By clicking here you can view, print or download the fully artworked Digital Edition of BfK 191 November 2011.
A radio item about an alcoholic mother bringing home a bag of apples for her children’s dinner, some lines from The Merchant of Venice quoted by a schoolboy, and a young girl’s question, ‘Would you ever think of writing a book where the mammy dies?’; these were the threads which Irish Children’s Laureate Siobhan Parkinson has woven into the bleak story of Bruised. For almost all of its 256 pages, the harshness is relieved only by the unfaltering love of 14-year-old Jonathan for his young sister Julie and his own ironic humour and unconscious courage. In the final pages, that love strengthens into a determined hope that brother and sister will travel a difficult road together.
Jonathan tells the story, and he’s an engaging, often self-mocking narrator with a feel for language his English teacher has noticed and confirmed. He has few reasons to be cheerful – a drunken, violent mother, an absent moody father, a penniless home, and the only stability of his early life swept away with the death of his grandmother. When his inebriated mother hits Julie hard enough to fracture her cheekbone, he decides it’s time to run. So, with no more than his rucksack and her school bag, the two head west from Dublin to Galway, not knowing their mother lies dead in the house behind them.

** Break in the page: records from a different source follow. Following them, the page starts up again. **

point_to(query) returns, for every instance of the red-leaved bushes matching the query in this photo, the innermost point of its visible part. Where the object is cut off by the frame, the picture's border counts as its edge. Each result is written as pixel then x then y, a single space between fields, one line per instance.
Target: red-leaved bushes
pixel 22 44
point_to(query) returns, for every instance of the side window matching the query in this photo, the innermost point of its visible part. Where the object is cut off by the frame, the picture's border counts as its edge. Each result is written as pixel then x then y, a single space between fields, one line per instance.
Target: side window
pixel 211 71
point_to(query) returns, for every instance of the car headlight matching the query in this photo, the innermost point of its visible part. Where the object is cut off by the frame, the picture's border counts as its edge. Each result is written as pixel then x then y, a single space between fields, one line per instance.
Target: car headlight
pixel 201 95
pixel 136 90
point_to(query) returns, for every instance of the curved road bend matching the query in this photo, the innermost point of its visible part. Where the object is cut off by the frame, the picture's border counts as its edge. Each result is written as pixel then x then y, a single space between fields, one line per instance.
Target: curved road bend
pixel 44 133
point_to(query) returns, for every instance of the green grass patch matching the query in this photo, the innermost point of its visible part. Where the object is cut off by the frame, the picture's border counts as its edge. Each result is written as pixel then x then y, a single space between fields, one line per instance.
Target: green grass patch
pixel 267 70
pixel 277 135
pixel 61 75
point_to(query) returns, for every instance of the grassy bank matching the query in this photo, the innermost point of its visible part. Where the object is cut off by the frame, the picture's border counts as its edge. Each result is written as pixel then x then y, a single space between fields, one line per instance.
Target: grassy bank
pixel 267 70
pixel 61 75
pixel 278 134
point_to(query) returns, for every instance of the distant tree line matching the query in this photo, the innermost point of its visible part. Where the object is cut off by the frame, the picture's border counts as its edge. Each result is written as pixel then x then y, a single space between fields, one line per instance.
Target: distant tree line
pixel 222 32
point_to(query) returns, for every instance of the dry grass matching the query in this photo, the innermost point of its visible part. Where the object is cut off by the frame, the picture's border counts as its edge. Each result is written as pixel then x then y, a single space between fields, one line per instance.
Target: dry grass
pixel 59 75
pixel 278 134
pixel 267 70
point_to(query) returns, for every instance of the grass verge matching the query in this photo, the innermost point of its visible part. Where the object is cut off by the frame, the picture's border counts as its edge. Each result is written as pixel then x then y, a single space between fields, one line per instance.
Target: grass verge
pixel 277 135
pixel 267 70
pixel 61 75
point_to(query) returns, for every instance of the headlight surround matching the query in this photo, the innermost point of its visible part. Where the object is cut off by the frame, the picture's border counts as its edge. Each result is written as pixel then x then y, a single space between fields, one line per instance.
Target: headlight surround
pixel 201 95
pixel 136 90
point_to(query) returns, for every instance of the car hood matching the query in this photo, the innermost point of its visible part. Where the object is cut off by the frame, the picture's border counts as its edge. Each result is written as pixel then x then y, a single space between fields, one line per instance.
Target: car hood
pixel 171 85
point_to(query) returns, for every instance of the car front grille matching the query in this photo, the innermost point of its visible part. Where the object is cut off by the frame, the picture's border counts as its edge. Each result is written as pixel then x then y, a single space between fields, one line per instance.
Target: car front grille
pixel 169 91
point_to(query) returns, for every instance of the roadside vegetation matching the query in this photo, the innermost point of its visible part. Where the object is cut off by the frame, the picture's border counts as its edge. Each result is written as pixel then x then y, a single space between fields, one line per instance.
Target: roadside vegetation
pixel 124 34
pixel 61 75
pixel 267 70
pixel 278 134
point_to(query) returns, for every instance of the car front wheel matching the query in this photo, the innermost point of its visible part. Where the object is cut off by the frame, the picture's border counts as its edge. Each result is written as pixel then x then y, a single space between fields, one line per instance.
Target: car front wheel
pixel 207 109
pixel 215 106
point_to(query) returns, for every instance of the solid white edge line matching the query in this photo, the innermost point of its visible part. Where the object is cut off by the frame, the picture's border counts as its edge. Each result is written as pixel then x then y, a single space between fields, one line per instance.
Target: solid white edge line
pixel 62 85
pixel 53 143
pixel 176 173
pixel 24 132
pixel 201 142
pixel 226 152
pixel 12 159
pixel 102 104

They are soon helplessly snared in the machinery of social services and the Garda; the system separates them from each other. There’s neither compromise nor sentimentality here. Jonathan’s story is unsparing, though the adults he and Julie meet are not the unsympathetic stereotypes of much teen fiction. Rather, they’re people struggling to help kids in an intractable mess. At times of extreme pain, Parkinson shouts Jonathan’s anguish in jagged, enlarged type across the pages. You wouldn’t have blamed Jonathan if he’d used the razor blade which chance throws his way; but his love for his sister is too strong. A 14-year-old shouldn’t have to handle this stuff. But, Parkinson insists, some do.